This grouping made it easier to compare health outcomes—like asthma, heart disease, or stroke—between regions with different pollution profiles. Our goal is to understand whether some types of pollutants are more strongly linked to specific health burdens than others.
We chose this approach because it simplifies a large and messy dataset into meaningful categories, allowing us to explore patterns across countries. While data limitations—such as missing or inconsistent records—prevented us from including every country, we selected 7–8 countries with complete, reliable data to begin our analysis.
Later in the project, we also plan to explore whether long-term exposure to specific pollutants might have contributed to higher COVID-19 death rates in some countries, especially where pollution may have weakened lung and heart health before the pandemic began.
To add further context, we are considering the Socio-demographic Index (SDI) of each country.
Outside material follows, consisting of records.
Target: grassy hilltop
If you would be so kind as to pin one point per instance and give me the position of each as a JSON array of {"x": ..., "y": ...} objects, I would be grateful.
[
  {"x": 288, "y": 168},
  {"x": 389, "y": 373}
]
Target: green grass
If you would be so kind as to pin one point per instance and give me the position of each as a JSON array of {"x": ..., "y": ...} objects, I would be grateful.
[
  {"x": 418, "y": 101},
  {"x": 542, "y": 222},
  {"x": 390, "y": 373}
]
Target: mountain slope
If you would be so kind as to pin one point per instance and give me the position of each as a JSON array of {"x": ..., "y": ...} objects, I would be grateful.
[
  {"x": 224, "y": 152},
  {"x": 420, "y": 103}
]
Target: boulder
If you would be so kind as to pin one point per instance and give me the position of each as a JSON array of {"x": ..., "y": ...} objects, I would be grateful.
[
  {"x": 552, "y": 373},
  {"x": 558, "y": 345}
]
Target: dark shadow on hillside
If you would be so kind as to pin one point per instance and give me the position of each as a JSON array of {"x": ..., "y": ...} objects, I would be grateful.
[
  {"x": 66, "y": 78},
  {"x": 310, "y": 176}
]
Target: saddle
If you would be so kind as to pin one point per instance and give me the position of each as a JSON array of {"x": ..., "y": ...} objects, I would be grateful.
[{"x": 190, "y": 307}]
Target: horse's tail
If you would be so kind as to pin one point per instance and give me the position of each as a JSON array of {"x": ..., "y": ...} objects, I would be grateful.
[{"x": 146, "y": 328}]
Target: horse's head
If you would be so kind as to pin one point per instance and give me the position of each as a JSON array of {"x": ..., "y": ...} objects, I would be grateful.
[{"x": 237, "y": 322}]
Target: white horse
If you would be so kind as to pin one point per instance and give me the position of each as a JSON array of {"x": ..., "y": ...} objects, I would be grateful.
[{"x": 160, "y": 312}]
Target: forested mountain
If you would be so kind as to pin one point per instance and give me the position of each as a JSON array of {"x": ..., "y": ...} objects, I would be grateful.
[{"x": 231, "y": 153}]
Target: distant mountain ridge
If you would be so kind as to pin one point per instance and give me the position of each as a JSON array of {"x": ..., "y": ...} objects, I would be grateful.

This allows us to see whether development level may influence the relationship between pollution and health outcomes—since access to healthcare, infrastructure, and policy responses vary widely around the world.
Ultimately, this work aims to go beyond numbers—to highlight the real-world impact of air pollution on public health. By identifying which pollutants dominate in different regions and how they relate to specific health outcomes, we hope to support more targeted, evidence-based policies. Clean air is not just an environmental issue—it’s a public health priority that affects millions of lives every day.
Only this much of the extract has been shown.